Embora eu tenha muitos outros pontos para corroborar porque essa frase define, em minha opinião, Sandman - e talvez a nós mesmos e nossa história -, beberei agora, junto de você, do meu último argumento: todas as narrativas são pontos de vista, nada além de pontos em que alguém fala e o outro enxerga alguma coisa. Essas narrativas geradoras de pontos de vistas podem ser ou não ser além do que foi demonstrado, o mesmo com a própria história e a realidade dos fatos.
O fato é distorcido e, de tão distorcido, o fato que é a verdade - se é que existe uma - se torna apagado na imensidão dos ideais. Sandman é sonho, não porque seu protagonista é o próprio Sonho, mas porque nos faz sonhar com a verdade - a intrínseca e a múltipla - tal como tem a sua função primordial, exatamente igual aos mitos. O que eu quero dizer, com essa frase, é que Sandman é tão mítico e verdadeiro quanto a Ilíada, quanto a Odisseia ou a Eneida, além disso, é a verdade-sombra que prospera e é primordial como os mitos, não ler Sandman é perder um pouco do mítico que há dentro de você e você nunca foi capaz de enxergar.
Não somente de metáforas a questão mítica se faz presente na narrativa, os deuses realmente aparecem, como os anjos, os demônios e os perpétuos.
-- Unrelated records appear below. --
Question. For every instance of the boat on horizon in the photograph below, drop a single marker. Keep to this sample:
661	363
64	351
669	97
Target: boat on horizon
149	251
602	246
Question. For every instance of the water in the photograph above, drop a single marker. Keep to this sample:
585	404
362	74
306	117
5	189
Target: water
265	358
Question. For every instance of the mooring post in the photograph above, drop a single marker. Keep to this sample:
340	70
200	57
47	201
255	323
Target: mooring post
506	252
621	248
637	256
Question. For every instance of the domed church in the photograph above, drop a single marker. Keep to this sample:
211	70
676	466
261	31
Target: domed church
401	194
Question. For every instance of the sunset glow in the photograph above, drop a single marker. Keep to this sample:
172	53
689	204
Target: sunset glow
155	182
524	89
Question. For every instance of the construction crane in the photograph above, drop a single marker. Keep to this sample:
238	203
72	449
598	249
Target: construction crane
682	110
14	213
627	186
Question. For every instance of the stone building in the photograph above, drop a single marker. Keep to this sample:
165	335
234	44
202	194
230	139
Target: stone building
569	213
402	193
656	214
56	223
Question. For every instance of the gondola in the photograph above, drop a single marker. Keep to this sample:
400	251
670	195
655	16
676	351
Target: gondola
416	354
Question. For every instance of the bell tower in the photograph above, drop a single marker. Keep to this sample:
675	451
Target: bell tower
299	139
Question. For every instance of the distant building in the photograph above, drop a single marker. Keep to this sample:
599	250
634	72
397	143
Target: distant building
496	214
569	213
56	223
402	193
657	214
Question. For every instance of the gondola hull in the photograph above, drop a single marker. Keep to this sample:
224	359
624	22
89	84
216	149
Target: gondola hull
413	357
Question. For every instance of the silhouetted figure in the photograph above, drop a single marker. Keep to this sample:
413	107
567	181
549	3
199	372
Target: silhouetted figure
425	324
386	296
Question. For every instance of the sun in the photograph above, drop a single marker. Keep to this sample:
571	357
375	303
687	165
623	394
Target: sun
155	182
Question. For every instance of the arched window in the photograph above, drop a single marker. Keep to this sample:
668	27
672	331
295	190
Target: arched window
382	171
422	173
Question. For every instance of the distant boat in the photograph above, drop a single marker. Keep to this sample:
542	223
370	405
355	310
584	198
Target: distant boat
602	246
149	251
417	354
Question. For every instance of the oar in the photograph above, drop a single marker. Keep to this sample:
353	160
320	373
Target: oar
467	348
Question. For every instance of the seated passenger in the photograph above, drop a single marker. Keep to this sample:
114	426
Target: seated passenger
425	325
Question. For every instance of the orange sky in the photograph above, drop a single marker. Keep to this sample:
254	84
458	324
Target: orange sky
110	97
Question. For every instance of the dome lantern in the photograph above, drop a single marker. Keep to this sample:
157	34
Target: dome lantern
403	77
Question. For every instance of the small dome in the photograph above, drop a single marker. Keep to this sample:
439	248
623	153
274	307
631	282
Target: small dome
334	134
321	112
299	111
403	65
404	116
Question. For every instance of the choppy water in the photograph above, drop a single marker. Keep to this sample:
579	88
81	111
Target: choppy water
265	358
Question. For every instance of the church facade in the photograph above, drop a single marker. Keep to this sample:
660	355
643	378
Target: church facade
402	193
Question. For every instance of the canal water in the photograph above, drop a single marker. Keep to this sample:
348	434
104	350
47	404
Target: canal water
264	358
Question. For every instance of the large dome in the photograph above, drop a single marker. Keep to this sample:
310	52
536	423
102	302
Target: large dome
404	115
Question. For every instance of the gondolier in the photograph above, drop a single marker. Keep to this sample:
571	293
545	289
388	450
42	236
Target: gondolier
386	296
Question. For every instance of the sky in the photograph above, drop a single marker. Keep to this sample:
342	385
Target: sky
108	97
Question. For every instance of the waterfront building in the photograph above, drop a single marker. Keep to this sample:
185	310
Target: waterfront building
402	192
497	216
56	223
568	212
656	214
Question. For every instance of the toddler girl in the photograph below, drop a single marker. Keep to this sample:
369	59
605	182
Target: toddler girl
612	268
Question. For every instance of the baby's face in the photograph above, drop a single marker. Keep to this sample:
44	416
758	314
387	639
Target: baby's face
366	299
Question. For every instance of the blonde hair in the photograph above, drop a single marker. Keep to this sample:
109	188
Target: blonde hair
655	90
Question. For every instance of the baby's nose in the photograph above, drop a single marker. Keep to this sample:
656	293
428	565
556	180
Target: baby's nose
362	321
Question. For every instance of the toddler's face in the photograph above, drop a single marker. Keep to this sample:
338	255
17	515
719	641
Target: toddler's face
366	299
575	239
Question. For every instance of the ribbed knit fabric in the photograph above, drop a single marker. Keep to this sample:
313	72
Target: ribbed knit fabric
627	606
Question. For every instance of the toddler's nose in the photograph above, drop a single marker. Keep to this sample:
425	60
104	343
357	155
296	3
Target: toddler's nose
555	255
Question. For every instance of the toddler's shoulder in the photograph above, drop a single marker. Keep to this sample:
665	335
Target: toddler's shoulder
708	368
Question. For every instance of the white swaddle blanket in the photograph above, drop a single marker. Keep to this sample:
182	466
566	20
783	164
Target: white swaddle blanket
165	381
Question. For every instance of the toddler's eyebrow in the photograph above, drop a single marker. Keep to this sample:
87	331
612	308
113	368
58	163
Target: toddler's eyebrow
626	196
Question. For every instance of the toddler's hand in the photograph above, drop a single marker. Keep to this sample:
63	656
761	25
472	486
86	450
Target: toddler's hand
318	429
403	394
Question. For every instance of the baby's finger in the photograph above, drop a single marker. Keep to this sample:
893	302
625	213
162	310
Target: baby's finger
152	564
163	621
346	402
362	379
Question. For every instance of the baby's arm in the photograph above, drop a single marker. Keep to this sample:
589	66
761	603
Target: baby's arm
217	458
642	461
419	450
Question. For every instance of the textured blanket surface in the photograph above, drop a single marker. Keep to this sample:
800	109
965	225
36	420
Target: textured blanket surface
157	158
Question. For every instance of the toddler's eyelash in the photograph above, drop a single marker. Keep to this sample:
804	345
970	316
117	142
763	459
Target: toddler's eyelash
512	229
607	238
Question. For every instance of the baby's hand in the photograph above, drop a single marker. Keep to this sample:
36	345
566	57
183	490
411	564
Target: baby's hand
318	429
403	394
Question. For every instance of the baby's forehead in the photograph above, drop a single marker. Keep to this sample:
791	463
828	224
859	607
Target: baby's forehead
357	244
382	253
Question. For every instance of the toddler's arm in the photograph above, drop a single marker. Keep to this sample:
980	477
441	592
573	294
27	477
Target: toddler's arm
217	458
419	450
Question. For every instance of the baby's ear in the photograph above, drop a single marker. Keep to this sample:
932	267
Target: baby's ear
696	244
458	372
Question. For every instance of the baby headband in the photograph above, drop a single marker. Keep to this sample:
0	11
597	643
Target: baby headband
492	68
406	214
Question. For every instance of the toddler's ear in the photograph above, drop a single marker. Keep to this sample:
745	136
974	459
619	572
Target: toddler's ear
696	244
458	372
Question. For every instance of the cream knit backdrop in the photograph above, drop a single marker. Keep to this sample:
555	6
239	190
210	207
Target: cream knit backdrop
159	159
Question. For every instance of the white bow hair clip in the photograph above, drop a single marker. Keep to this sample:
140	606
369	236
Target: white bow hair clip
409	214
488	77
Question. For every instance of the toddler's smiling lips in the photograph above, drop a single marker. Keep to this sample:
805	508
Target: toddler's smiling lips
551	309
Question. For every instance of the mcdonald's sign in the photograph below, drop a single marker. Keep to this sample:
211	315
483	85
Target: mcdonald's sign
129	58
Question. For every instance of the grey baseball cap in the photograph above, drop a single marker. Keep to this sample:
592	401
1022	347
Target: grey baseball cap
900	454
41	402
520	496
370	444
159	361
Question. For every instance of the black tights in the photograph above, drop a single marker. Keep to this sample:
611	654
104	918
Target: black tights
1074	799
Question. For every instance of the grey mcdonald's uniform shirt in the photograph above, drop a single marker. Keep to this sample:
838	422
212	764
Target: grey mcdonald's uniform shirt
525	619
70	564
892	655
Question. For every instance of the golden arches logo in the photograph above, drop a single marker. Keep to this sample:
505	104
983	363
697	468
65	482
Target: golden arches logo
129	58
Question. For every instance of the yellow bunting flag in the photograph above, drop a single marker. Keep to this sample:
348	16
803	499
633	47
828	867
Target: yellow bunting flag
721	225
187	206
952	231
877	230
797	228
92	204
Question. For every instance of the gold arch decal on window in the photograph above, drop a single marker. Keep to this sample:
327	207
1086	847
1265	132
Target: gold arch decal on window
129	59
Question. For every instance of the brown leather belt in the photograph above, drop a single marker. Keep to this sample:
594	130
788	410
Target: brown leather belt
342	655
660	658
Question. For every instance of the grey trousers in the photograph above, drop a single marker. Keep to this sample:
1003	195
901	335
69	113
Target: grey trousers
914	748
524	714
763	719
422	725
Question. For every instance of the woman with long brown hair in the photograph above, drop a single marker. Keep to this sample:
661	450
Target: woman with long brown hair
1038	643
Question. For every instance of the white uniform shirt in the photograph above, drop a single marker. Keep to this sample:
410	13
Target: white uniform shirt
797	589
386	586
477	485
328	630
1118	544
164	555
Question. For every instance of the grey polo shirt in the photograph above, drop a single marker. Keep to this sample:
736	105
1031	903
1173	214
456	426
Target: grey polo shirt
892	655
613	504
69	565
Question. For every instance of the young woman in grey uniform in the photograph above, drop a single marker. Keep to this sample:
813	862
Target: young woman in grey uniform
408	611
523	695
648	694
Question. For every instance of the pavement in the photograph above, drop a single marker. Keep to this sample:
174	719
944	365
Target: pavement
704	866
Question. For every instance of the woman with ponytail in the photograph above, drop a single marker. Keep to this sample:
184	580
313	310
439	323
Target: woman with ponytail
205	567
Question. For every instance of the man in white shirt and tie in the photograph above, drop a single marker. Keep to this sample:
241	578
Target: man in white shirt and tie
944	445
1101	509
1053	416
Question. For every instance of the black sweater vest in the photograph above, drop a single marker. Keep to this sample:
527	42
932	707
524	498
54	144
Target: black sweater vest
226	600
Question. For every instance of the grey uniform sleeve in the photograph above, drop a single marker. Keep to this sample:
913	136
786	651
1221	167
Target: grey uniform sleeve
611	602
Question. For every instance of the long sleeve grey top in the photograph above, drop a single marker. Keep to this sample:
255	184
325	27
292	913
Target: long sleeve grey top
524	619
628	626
Você conhece os deuses, os anjos, os demônios e os personagens - se é um leitor ávido de histórias de super-heróis ou um assíduo conhecer do cinema contemporâneo - sobre-humanos e super-humanos que aparecem nos quadrinhos da DC Comics, mas e os perpétuos? Personagens incrivelmente bem elaborados por Neil Gaiman, eles são aqueles que existiram antes dos deuses e morrerão - não da forma que conhecemos a morte -quando o último dos homens padecer.